E, assim, milhares de mulheres começam a tentar se convencer de que suas conquistas profissionais não devem ser muito celebradas, nem muito divulgadas e, acima de tudo, nem muito desejadas. Culpam-se por serem boas no que fazem, por tornarem-se essenciais às suas equipes, por serem referências nas suas áreas, por serem bem remuneradas pelo que fazem – lembrando sempre que, por mais bem remunerada que seja uma mulher, seu salário sempre estará aquém do que seria para um homem na mesma posição.

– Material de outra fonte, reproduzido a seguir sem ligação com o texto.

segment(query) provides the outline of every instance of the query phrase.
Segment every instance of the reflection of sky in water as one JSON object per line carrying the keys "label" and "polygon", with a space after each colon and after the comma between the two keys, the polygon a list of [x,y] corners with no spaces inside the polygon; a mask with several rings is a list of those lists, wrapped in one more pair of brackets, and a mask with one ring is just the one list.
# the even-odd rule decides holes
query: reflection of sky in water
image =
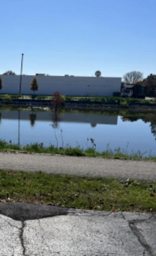
{"label": "reflection of sky in water", "polygon": [[[21,111],[21,116],[22,112]],[[117,125],[98,124],[98,122],[97,123],[97,118],[96,117],[96,122],[95,122],[94,120],[90,123],[85,123],[79,122],[79,118],[77,118],[77,114],[75,113],[75,122],[72,122],[72,120],[70,120],[70,122],[64,121],[62,116],[63,121],[59,122],[58,128],[55,129],[53,127],[53,123],[52,120],[38,120],[38,113],[36,112],[36,114],[37,120],[33,127],[31,125],[29,116],[27,120],[23,120],[22,118],[20,121],[21,145],[43,142],[45,145],[50,144],[56,145],[57,141],[59,147],[62,147],[63,143],[64,146],[79,145],[81,147],[86,148],[87,146],[91,146],[90,140],[87,144],[87,138],[90,139],[92,138],[94,139],[96,149],[99,151],[106,149],[108,144],[112,149],[120,147],[124,149],[128,144],[128,150],[129,152],[131,152],[132,150],[136,151],[139,150],[142,152],[147,151],[149,153],[150,150],[152,149],[152,153],[156,154],[156,142],[155,138],[151,132],[149,127],[150,123],[145,123],[141,120],[133,122],[123,122],[120,117],[118,117],[117,119],[117,117],[115,116],[114,123],[116,124],[117,123]],[[86,113],[85,114],[86,116]],[[90,114],[87,114],[87,116]],[[94,114],[96,115],[95,113]],[[103,115],[99,114],[99,116],[101,123],[102,122],[103,120],[105,122],[106,115],[102,121],[101,118],[103,117]],[[89,120],[89,118],[88,116]],[[112,119],[112,117],[111,118]],[[111,123],[112,122],[112,119],[109,121]],[[96,123],[96,126],[93,127],[91,123],[92,124]],[[63,142],[61,130],[62,131]],[[18,119],[14,120],[6,119],[3,117],[1,118],[0,133],[0,139],[7,142],[11,140],[13,143],[17,143]]]}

Surge, por vezes, na cabeça dessas mulheres, a falsa ideia de que aquilo nunca foi merecido. A famosa síndrome do impostor, que tenta nos convencer de que só chegamos onde chegamos por um golpe de sorte, pelas portas que nos foram abertas ou por ironia do destino. Nunca por mérito. Um estranho mecanismo que nos faz sentir uma culpa duplicada, seguida da ideia de que talvez o correto fosse tirar nosso time de campo.

Precisamos olhar para o problema da culpa. Precisamos parar com as perguntas do tipo “mas seu marido não reclama que você viaje tanto a trabalho?”, “mas seus filhos não se queixam dos dias em que você chega tarde?”. Cada mulher sabe das próprias escolhas, como cada homem sabe das suas. Precisamos parar de abrir espaço para o que os outros- sobretudo os homens- coloquem nossas escolhas em questão.

Somos as responsáveis pelos nossos sucessos e pelos nossos fracassos. Fomos ensinadas a lidar com os fracassos e a seguir em frente. Já é hora de aprendermos a lidar bem com o nosso sucesso, a termos orgulho dele e certeza do nosso mérito, bem como já é hora de aprendermos a comemorar sem ter medo de quem possa sentir-se ameaçado com a nossa trajetória. Nós merecemos isso, literalmente.